Numa entrevista concedida a um jornal italiano, Francisco fez um
pronunciamento de forma direta a estes críticos, e negou ser adepto da
linha de pensamento marxista – que deu origem ao comunismo – embora
tenha reconhecido que há pessoas boas nesse movimento.
Entre os críticos do papa, os comentários mais agudos contra sua
postura o tinham como um personagem “puramente político” que,
teoricamente sem o direito de ir “além do catolicismo”, pregava o
“marxismo puro”.
O pontífice católico respondeu as críticas dizendo que é normal que
“um membro da ordem jesuíta seja associado a políticas sociais
progressistas”, e afirmou: “A ideologia marxista está errada. Mas, na
minha vida, tenho conhecido muitos marxistas que são boas pessoas, então
eu não me sinto ofendido [com a associação]”.

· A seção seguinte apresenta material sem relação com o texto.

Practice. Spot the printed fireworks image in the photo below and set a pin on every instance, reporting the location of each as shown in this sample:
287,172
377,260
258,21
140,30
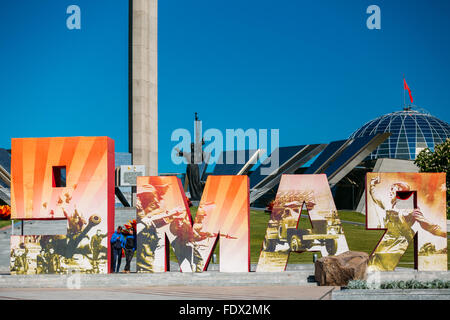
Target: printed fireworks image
78,194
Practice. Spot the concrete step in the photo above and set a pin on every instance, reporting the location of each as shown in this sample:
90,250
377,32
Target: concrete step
209,278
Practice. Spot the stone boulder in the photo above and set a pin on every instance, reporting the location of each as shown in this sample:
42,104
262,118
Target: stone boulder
339,270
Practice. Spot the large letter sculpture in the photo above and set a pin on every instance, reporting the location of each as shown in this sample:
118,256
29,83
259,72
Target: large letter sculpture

Recentemente Francisco afirmou que o capitalismo se desenha
atualmente como “uma nova tirania” pois cria cenários de uma “economia
de exclusão e desigualdade”, que tem sido fatal contra muitas pessoas
pobres ao redor do mundo, e ressaltou que seu discurso não era feito a
partir da visão de um “técnico [em economia], mas seguia a doutrina
social da Igreja Católica Romana, e isso não significa ser marxista”.
Na entrevista, Francisco falou ainda que pretende continuar a
valorização da mulher dentro da estrutura da Igreja Católica, mas negou
que fosse ordenar uma religiosa como cardeal, e indicou que serão
necessários muitos esforços para continuar a reforma no Vaticano e na
Igreja Católica como um todo: “Será um trabalho de muito fôlego”, disse.